While some cabinet ministers are pushing for a loose, Canada-style trade deal, support is growing in May’s ministerial team and on her backbenches for a deal under which Britain would stay closely tied to the EU for a limited period.

May is being warned that for some businesses a Canada-style deal is little better than crashing out of the EU with no agreement in place. Fairbairn said that companies were already acting to minimise the impact of trade friction at Britain’s borders.

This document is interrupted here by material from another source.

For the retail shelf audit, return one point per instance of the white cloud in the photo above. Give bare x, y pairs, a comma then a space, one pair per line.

“Among car manufacturers, we have heard of one CEO who has been flown out on private jets to meet Macron about relocating his entire business,” she said. “You have got tens of millions being spent by firms on preparing for friction at borders.

“One of the reasons that the government’s proposals are on the right track is that they will mean no friction at borders. This is what the Canada deal does not do. It does not do it in some really fundamental ways. For some of our members, it is not much better than a no-deal outcome.”

A YouGov poll of 1,000 entrepreneurs and chief executives, carried out by the People’s Vote for another referendum, suggests the Tories risk denting their pro-business reputation over the handling of the Brexit talks. Almost three-quarters (73%) believe Britain is heading for a bad deal. Dominic Grieve, the former attorney general, said it suggested the party was “jeopardising its reputation for economic competence with the business community as a result of the way Brexit has unfolded”.

Meanwhile, Britain’s wealthiest funder of independent scientific research, the Wellcome Trust, says it is losing patience with the government. Writing in the Observer, the trust’s director states that in common with industry and universities, his organisation – which spends more than £1bn a year on medical research – is increasingly nervous.

“No deal would leave a void on access to funding, regulation and, critically, migration,” Farrar states. “Wellcome … wants to support researchers, wherever they are from, in order to tackle the greatest global health challenges. But if the conditions and the culture here are damaged that will affect our support. It is not unconditional.”

The CER thinktank’s model on the costs of Brexit examined its impact up until the end of June. It said the findings were a central estimate that contained a margin of error. Researchers created a model of how Britain’s economy would have performed had Remain won in June 2016. An earlier estimate in the summer suggested that Britain’s economy was 2.1% smaller than it would have been by the end of the first quarter of 2018. As it has developed its model and updated it for the second quarter of 2018, the gap has grown.

The model also suggests that had Britain not voted to leave, the deficit would be down to just 0.1% of GDP, or £2bn. It would mean the austerity drive in place since 2010 would be all but complete.